Calls are growing for canceling the Tokyo Olympics and Paralympics for four major reasons:
(1) Novel coronavirus infections may expand with the visit of many foreign athletes and other participators,
(2) Japanese medical doctors may be mobilized for the Olympics and Paralympics to jeopardize Japan’s healthcare system,
(3) Huge spending planned for the Olympics should be redirected for Japanese people and
(4) The Olympics have lost significance as the state of emergency declaration has seriously affected people’s lives.
Let’s look at what the facts are, first.
Nearly Perfect Safety Measures
As for the first reason, as many as 430 international sports events took place around the world in the past year, with 54,000 athletes participating. All these events ended safely. Learning from these events, Japan has further toughened safety measures for the Tokyo Olympics.
Foreign athletes and other visitors to Japan for the Olympics and Paralympics will be required to undergo virus tests two times in four days before their departure to Japan and submit virus negative certificates at departure airports. They will also be required to undergo virus tests upon their arrival in Japan and on three consecutive days after the arrival.
They will be kept in isolation for the first three days.
Special cars and buses will be provided for their travel from airports to dormitories or hotels, and to training and competition sites. They will be barred from using public transportation systems.
Their exclusive moving lines will be prepared to avoid their contact with the local people. Deportation is being considered for those failing to comply with these requirements.
I think these measures are fairly secure. What do you think?
Minimal Impact on Japan’s Medical System
Regarding the possible impacts on the domestic healthcare system, foreign National Olympic Committees have decided to increase accompanying medical experts to reduce Japan’s healthcare burden.
Potential visitors to Japan for the Tokyo Olympics and Paralympics will be reduced from 180,000 to 78,000, with 80% undergoing vaccination before their arrival. If athletes or other participants are found infected with novel coronavirus, sports doctors will take care of them without imposing any burden on Japan’s domestic healthcare system.

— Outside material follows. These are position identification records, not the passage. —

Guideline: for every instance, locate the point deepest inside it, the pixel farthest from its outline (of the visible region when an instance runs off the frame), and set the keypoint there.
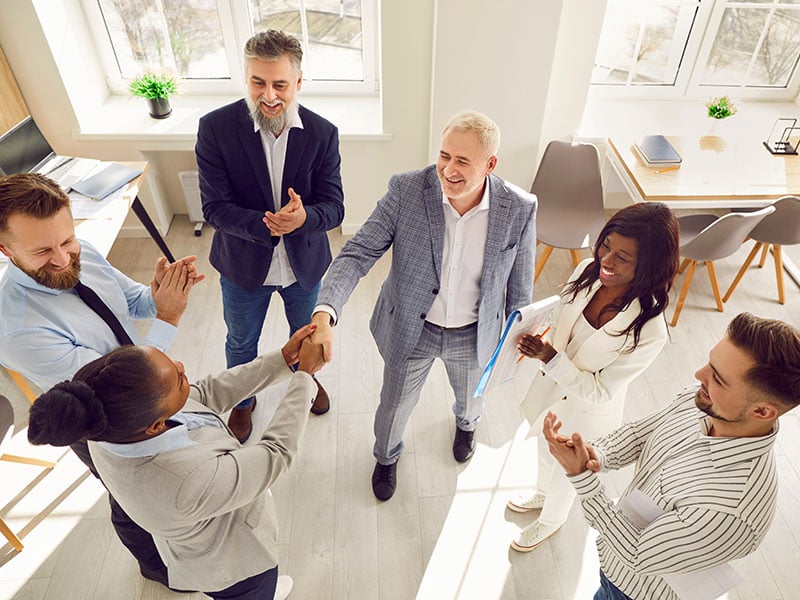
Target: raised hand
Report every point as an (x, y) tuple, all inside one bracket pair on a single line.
[(287, 219), (572, 453), (172, 294), (533, 346), (161, 269)]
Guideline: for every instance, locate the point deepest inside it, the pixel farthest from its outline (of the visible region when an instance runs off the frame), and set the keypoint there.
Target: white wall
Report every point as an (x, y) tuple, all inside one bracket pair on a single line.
[(438, 57)]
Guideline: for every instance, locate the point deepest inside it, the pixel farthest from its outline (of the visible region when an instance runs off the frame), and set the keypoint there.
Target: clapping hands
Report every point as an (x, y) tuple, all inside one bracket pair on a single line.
[(287, 219)]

As for the third point, Prime Minister Yoshihide Suga has been making utmost efforts to protect Japanese people, irrespective of some question about budget allocation.
Currently, medical doctors are paid 2,070 yen per vaccine shot. The payment rises to 2,800 yen for overtime hours and to 4,200 yen on holidays. In view of slow progress in vaccination, the government has decided to raise the payment up to as much as 7,200 yen with some conditions.

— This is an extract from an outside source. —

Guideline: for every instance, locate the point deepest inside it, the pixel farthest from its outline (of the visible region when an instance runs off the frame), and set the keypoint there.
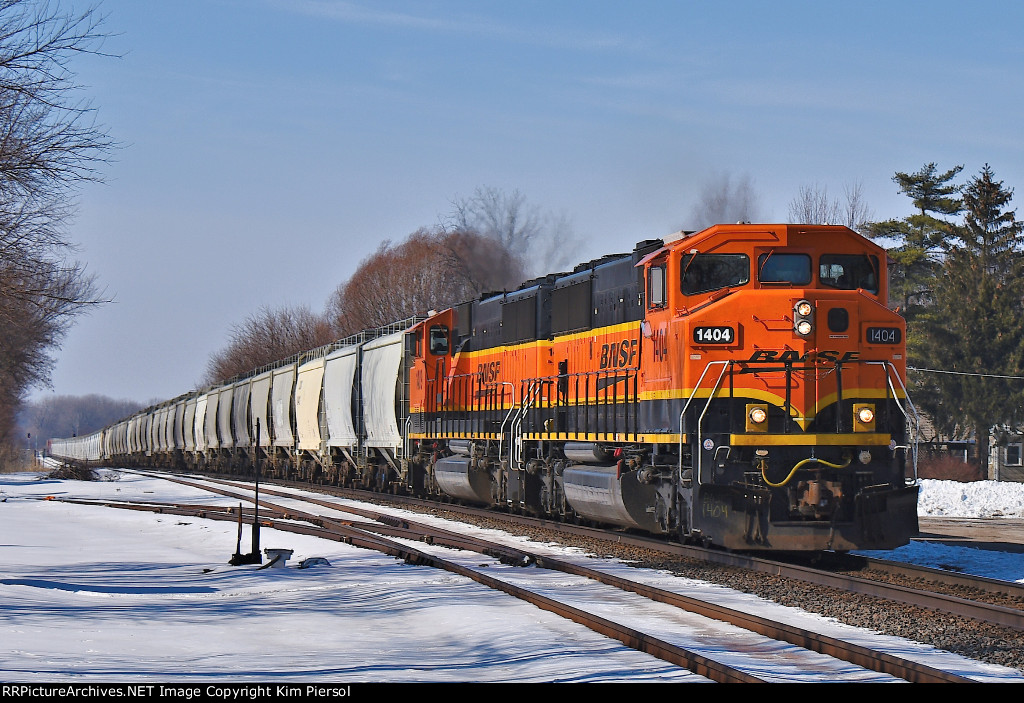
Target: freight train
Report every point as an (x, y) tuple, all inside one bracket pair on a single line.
[(742, 386)]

The payment hike has reportedly led hesitant medical doctors to become positive towards vaccination effort. I am well aware that a large number of doctors have been devoting themselves. But I still would like to question if it is right to pursue a policy that may foster a money-driven national character. The morals of medical associations and doctors are at stake. I strongly feel that something is wrong.
Demonstrate Japan’s Real Power to the World
Clearly, the pandemic has seriously affected certain industries and many individuals. I understand why people are asking for further attention from the government. Under the national crisis, however, cooperative efforts of Japan’s government and people to host the Olympics and Paralympics amount to the nation’s achievement.

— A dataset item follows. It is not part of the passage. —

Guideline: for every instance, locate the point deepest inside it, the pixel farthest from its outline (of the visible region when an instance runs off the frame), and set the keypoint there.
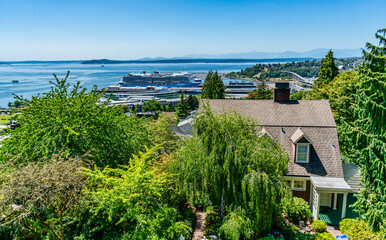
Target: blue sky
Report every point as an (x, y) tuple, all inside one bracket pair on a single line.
[(125, 29)]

The Tokyo Olympics and Paralympics represent a good opportunity for Japan to demonstrate to the world the achievement of Japanese people’s precious struggle, one that other countries are unlikely to be able to undertake, as well as the power of Japanese people.
Hosting the Olympics would lead the Japanese to restore real power that we have forgotten.
I remember an inspirational remark by visually impaired Paralympic swimmer Keiichi Kimura:
“Efforts to host the Olympics and Paralympics lead to efforts to restore our society. The efforts may be equal to those to contain the virus. Our efforts should represent an endeavor to move our society to a better direction.”
Author: Yoshiko Sakurai
Yoshiko Sakurai is President of the Japan Institute for National Fundamentals and a freelance journalist.